Peu d’industries internationales participent au commerce de parties du corps humain, mais la lucrative industrie des perruques et des rallonges naturelles fait figure d’exception. La fabrication de ces produits, principalement basée en Chine, est difficilement traçable, laissant la clientèle dans l’incertitude.
Selon des données publiées par l'Observatoire de la Complexité Économique (OCE), la Chine a exporté 1,41 milliard de dollars en cheveux humains en 2023. Le rapport de Recherche sur l’Industrie de l’Exportation de Perruques en Chine de 2020 à 2024, estime que le plus grand consommateur de perruques est l’Amérique du Nord, qui représente 62% du marché mondial.
La Chine elle-même est une grande consommatrice de perruques. « Le ménage moyen en Chine possède deux perruques chez lui », explique Arthur Ramlal, consultant des Pays-Bas pour la China International Hair Fair.
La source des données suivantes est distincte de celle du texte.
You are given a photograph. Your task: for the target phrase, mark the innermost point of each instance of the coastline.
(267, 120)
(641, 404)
Il explique que le marché chinois est si important en raison du grand nombre d’habitant(e)s et de la normalisation de l’utilisation de ces produits. « Il n'y a aucun tabou pour les hommes qui portent des perruques », illustre-t-il.
Donneuses de cheveux : les racines de l’industrie
Selon l’OCE, la Chine est la principale cliente de l’Inde, qui est le plus grand producteur de cheveux naturels au monde grâce à ses temples qui revendent les cheveux coupés en offrande aux dieux et déesses hindou(e)s.
Pour Arthur Ramlal, les femmes qui vendent leurs cheveux ne sont pas exploitées : « Celles qui veulent le faire se rendent [chez le] collecteur qui passe dans leur village, puis elles se font couper les cheveux et reçoivent un paiement », assure-t-il.
Il indique que les cheveux les plus prisés par les fabricant(e)s sont les « cheveux vierges ». Ils proviennent des jeunes Chinoises, habituellement âgées de 15 ou 16 ans.
Le consultant concède cependant que certains parents forcent peut-être leurs filles à vendre leurs cheveux. « C'est ainsi que sont les gens. »
Des étiquettes à prendre avec des pincettes
Selon M. Ramlal, il est impossible de s’assurer que la récolte de cheveux ait été faite volontairement à partir de l’étiquette du produit. Il faudrait « aller chercher l’histoire du vendeur, du revendeur, de l’entrepôt et de l’usine ».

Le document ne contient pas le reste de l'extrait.